As data centers evolve into AI compute hubs, the demand for high‑bandwidth, low‑latency networking grows, making Remote Direct Memory Access (RDMA) a critical technology. The article first asks why RDMA is needed, highlighting the inefficiencies of traditional TCP/IP stacks, multiple memory copies, and high CPU load.
RDMA solves these problems by enabling zero‑copy data transfers directly between application memories via hardware offload, reducing latency and CPU overhead. Its main advantages include zero‑copy, hardware‑handled packet encapsulation, kernel bypass, and high concurrency.
The RDMA network architecture connects multiple processing, storage, and I/O nodes through a switched fabric, supporting both small servers and large parallel systems. Core components include Verbs (the programming API), RNIC (RDMA NIC), Queue Pairs (QP), Memory Regions (MR), and various context structures.

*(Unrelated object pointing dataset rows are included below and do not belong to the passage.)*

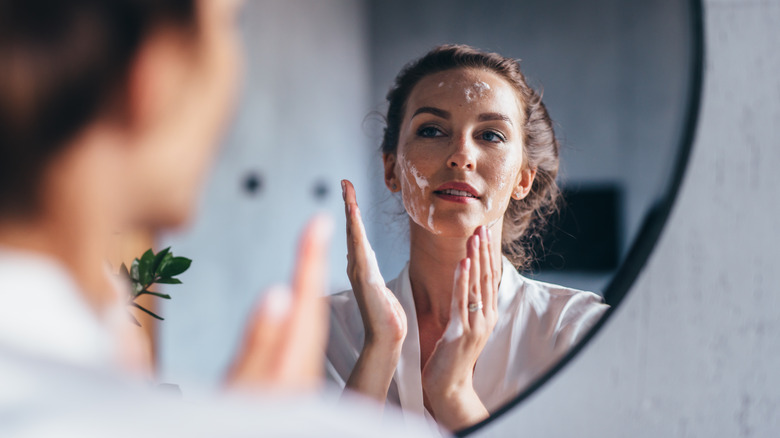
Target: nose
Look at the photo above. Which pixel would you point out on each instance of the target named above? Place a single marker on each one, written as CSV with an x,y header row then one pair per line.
x,y
463,153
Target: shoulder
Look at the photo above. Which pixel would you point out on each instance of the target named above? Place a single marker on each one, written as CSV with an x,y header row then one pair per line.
x,y
564,312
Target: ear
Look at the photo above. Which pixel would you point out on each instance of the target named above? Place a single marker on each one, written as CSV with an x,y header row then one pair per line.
x,y
525,181
391,179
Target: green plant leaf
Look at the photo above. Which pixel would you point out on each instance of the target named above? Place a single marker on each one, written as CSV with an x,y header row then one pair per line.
x,y
134,270
174,266
168,280
145,268
149,312
158,259
133,320
157,294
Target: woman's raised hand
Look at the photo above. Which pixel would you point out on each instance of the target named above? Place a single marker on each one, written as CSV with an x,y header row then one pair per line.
x,y
384,320
448,375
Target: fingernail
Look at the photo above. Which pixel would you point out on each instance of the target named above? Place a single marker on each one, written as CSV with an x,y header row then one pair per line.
x,y
322,227
277,303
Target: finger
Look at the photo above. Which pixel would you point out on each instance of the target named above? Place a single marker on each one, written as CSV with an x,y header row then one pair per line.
x,y
495,263
474,296
460,291
306,329
350,210
256,363
359,252
486,280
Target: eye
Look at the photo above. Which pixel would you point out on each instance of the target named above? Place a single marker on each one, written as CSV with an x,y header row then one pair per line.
x,y
492,137
429,132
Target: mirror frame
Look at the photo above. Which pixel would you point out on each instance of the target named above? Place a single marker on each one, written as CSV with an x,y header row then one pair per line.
x,y
654,221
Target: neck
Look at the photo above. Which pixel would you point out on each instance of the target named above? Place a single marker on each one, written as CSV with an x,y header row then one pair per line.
x,y
432,262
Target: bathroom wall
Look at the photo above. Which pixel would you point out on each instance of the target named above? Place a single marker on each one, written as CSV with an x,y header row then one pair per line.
x,y
315,73
693,350
298,131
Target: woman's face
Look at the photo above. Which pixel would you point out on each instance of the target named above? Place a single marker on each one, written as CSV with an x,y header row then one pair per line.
x,y
460,152
185,95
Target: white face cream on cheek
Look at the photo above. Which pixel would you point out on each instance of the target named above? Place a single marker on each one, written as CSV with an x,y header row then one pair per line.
x,y
413,186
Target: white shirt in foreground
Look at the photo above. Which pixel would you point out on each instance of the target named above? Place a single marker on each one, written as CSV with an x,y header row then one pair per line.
x,y
59,378
537,324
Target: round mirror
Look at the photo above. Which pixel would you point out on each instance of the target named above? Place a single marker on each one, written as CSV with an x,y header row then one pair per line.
x,y
621,81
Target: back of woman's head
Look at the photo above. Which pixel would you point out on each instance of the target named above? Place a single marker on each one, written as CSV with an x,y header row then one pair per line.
x,y
525,218
64,65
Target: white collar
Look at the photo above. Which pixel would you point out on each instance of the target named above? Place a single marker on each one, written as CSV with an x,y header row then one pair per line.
x,y
44,315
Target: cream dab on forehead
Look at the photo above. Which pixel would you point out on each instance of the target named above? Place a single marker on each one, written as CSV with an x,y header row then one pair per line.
x,y
476,90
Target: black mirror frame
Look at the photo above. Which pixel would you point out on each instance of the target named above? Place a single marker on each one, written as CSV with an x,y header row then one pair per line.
x,y
654,221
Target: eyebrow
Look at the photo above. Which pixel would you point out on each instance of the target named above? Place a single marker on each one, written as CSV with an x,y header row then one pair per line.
x,y
432,110
484,117
494,116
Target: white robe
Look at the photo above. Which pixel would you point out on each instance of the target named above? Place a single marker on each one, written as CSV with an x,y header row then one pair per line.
x,y
537,323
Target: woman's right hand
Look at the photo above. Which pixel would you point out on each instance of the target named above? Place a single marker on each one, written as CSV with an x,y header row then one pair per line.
x,y
384,320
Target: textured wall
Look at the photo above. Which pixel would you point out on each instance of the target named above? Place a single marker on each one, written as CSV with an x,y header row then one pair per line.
x,y
695,348
299,130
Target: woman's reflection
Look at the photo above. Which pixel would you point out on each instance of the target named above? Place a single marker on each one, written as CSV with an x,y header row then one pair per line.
x,y
471,149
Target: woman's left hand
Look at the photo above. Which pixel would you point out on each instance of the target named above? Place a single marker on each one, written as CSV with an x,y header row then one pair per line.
x,y
448,375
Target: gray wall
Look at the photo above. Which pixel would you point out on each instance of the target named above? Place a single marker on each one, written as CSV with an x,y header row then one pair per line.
x,y
693,351
299,126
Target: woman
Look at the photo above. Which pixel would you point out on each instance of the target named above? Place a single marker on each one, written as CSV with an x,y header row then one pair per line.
x,y
109,116
471,149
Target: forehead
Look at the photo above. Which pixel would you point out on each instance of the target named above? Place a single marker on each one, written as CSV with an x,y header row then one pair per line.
x,y
466,90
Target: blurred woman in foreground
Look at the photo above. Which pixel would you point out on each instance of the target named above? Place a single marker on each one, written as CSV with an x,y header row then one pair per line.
x,y
109,116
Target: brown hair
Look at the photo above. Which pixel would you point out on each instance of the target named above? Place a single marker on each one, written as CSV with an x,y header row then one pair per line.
x,y
524,219
63,64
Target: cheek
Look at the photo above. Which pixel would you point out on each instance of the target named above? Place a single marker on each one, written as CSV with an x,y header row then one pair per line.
x,y
501,179
414,183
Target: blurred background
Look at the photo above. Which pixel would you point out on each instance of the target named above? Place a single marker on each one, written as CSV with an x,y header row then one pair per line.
x,y
614,78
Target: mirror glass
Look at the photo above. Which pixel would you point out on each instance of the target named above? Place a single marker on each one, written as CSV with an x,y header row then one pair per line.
x,y
615,77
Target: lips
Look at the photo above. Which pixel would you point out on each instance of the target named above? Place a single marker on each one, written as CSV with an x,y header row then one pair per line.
x,y
457,191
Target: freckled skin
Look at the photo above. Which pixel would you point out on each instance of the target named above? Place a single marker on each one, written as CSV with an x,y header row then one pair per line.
x,y
463,149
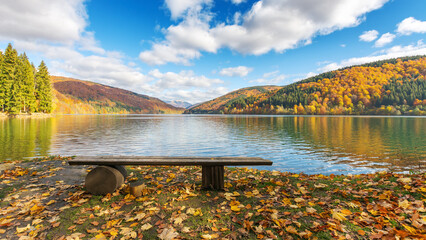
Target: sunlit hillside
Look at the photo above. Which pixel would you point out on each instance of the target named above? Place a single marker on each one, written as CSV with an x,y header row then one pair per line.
x,y
235,98
390,87
74,96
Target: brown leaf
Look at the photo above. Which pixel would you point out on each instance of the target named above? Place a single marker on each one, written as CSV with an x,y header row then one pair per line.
x,y
168,234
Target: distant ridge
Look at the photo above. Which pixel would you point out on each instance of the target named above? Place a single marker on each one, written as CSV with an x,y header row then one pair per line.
x,y
74,96
387,87
221,104
180,104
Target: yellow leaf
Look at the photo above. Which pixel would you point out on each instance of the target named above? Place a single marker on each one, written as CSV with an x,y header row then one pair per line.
x,y
320,185
338,215
310,210
146,226
410,229
23,229
346,212
405,180
113,232
352,205
235,208
404,204
286,201
210,236
100,236
291,229
168,234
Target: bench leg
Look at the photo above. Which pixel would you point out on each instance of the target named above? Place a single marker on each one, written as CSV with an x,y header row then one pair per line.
x,y
213,177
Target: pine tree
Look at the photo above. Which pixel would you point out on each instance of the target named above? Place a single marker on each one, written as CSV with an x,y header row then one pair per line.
x,y
2,90
28,97
7,77
43,89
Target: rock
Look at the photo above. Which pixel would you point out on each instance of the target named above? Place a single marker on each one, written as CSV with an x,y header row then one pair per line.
x,y
103,179
122,169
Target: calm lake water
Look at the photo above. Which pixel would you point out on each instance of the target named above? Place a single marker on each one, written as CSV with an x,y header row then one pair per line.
x,y
294,143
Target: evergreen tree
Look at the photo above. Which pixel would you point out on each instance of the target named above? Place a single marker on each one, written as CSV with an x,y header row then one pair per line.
x,y
7,77
27,74
43,89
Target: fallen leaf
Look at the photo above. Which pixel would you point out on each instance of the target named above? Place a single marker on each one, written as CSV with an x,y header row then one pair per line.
x,y
168,234
146,226
235,208
310,210
291,229
23,229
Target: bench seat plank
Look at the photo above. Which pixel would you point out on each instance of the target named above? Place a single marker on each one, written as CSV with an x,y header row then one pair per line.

Verbs provide operations such as memory registration, QP creation, connection management, data transfer, and key acquisition. The RNIC hardware contains modules like QP Manager, WQE Process Engine, RX PKT Handler, DMA Engine, Flow Control Manager, and Ethernet subsystem, each handling specific stages of the data path.
The article outlines the step‑by‑step RDMA Send workflow: memory registration, queue creation, connection establishment, work request submission, doorbell notification, hardware processing, packet encapsulation (e.g., RoCEv2), transmission, and completion handling.
Future RDMA innovations are explored, focusing on scalable controllers for massive‑scale clusters, efficient QP management, congestion and flow‑control algorithms (including ML‑based approaches), topology optimization for leaf‑spine networks, and end‑to‑end security and privacy mechanisms.
Overall, the piece provides a comprehensive overview of RDMA technology, its current implementations, and the research directions needed to support next‑generation AI and HPC interconnects.